Most California employers must adhere to both the Fair Labor Standards Act (“FLSA”) and state wage-hour law. The FLSA sets minimum wage, overtime pay, recordkeeping and other wage standards for private and public sector employees. Under the FLSA, certain activities conducted before or after an employee’s “principal activities” are not compensable time. “Principal activities” include any work of consequence performed for an employer, no matter when the work is performed. Activities necessary to an employer’s business and performed for the employer are generally considered “principal activities,” entitling an employee to compensation. But, time spent on activities that is short, occurs infrequently, and is difficult for an employer to track sometimes is considered be “de minimis.”

“De minimis” time is not compensable time under the FLSA. For example, in Busk v. Integrity Staffing Solutions, No. 11-16892 (9th Cir. April 12, 2013), the court found that that spending five minutes to pass through a security screening on the employees’ way to lunch was “de minimis” under the FLSA and therefore not compensable time. By contrast, the Busk court ruled that spending up to 25 minutes waiting for a bag check at the end of the employees’ shifts may be compensable. The employees were therefore allowed to proceed with their lawsuit on that issue.

Bag Checks of Any Duration are Likely Compensable Time Under California Law

Unlike the FLSA, California law generally does not recognize the “de minimis” rule. California’s Department of Labor Standards Enforcement (“DLSE”), the agency responsible for enforcing the state’s wage-hour laws, recognizes the “de minimis” rule “only where there are uncertain and indefinite periods of time involved of a few seconds or minutes’ duration, and where the failure to count such time is due to considerations justified by industrial realities.”

California’s Wage Orders, which along with the California Labor Code, establish the wage standards for California employees and require employers to pay employees for “all hours worked.” The Wage Orders broadly define “hours worked” as “the time during which an employee is subject to the control of an employer, and includes all the time the employee is suffered and permitted to work, whether or not required to do so.” The key determination is whether an employee is, “subject to the control of the employer.” In Morillion v. Royal Packing Co., the California Supreme Court held that the employer exercised enough control over its employees by requiring them to commute to worksites on company-owned buses, such that the employees’ commute time was compensable. Similarly, in Rutti v. Lojack Corporation, 596 F.3d 1046 (9th Cir. 2010), the court held that the employee’s commute time was compensable under California law, but not the FLSA, because his employer required him to drive the company vehicle from his home to his job and back and prohibited personal errands, passengers and cell phone use while driving the company vehicle, among other restrictions.

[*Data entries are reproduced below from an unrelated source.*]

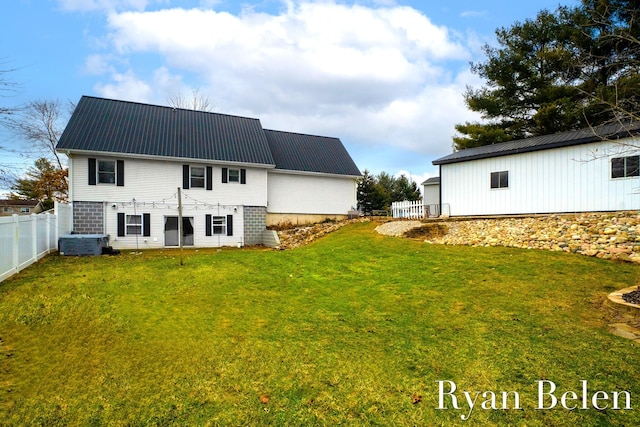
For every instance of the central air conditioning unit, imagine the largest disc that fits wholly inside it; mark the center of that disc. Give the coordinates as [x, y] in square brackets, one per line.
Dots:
[83, 244]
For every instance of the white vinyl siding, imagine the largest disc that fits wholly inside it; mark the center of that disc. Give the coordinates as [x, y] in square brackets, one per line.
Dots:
[304, 194]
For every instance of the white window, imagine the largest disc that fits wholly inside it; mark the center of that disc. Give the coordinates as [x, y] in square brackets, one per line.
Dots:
[197, 177]
[106, 171]
[624, 167]
[219, 225]
[234, 175]
[134, 224]
[500, 179]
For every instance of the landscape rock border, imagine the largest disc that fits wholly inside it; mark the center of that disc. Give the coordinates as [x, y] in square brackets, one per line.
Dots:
[606, 235]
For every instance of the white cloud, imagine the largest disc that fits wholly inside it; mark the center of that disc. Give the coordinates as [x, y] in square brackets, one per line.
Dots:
[377, 76]
[473, 13]
[126, 86]
[90, 5]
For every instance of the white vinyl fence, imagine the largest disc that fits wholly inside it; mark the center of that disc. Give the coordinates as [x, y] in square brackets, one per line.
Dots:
[416, 210]
[24, 239]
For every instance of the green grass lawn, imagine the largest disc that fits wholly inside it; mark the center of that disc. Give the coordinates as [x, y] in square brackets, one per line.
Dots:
[349, 330]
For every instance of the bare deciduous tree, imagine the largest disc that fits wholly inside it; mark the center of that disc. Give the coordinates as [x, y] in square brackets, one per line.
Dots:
[196, 101]
[39, 123]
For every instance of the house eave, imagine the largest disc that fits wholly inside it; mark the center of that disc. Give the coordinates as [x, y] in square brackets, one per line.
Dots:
[310, 173]
[70, 153]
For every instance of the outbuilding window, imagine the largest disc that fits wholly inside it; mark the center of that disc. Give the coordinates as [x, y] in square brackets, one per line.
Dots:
[500, 179]
[623, 167]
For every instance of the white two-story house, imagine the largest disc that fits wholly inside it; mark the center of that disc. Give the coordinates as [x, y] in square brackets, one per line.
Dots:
[134, 169]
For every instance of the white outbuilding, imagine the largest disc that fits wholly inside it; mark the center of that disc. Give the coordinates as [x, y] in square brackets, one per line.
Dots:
[578, 171]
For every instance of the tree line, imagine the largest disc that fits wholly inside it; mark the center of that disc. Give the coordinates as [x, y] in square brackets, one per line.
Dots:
[564, 70]
[377, 192]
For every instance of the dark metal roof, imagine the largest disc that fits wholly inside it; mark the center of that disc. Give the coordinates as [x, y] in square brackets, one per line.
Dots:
[299, 152]
[545, 142]
[112, 126]
[432, 181]
[19, 202]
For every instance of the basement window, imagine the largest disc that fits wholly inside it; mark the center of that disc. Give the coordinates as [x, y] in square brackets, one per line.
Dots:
[500, 179]
[219, 224]
[624, 167]
[134, 224]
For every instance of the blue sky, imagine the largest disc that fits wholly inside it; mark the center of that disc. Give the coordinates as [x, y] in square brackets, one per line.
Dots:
[386, 77]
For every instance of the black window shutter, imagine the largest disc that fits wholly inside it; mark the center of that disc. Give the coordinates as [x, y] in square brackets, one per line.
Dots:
[185, 177]
[209, 178]
[120, 173]
[229, 225]
[120, 224]
[92, 171]
[146, 225]
[207, 225]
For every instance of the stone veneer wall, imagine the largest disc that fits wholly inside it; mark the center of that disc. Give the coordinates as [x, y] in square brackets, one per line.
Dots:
[88, 217]
[607, 235]
[255, 222]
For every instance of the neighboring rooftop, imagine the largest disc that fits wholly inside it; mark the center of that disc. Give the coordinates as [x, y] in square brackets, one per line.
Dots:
[18, 202]
[545, 142]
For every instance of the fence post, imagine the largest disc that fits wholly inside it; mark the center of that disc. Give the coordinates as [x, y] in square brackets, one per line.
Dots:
[16, 243]
[34, 237]
[48, 223]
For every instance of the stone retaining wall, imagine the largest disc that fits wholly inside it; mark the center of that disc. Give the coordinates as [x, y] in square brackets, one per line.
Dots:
[610, 235]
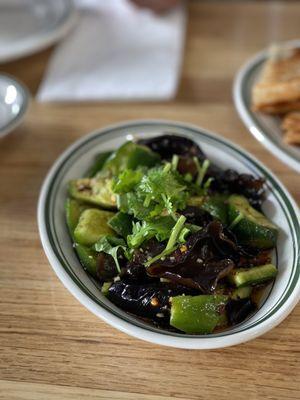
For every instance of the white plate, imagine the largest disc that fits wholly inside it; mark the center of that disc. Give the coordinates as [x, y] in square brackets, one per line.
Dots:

California appellate courts have yet to rule on whether bags checks are compensable time under California law. Presumably, however, employees are “subject to the control of the employer” when undergoing security screenings because they are not free to take breaks or leave the employer’s premises at the end of the day until passing through bag checks. This time is likely compensable in California.

Tips for Employers

Failing to compensate an employee for time spent waiting for and during security screening can be costly. An employer runs the risk of owing back pay, penalties and incurring attorneys’ fees if litigation ensues. To minimize potential liability and payroll expense, employers should consider conducting security screenings at or near the time clock. This may require employers to move the time clock so that it is closer to the employees’ point of entry and exit. Employers may wish to stagger start and stop times to minimize potential bottlenecks when employees’ shifts begin and end. Employers also should ensure that they allow enough time for uninterrupted meal and rest periods, net of any time devoted to security screening or other activities performed for the employer’s benefit.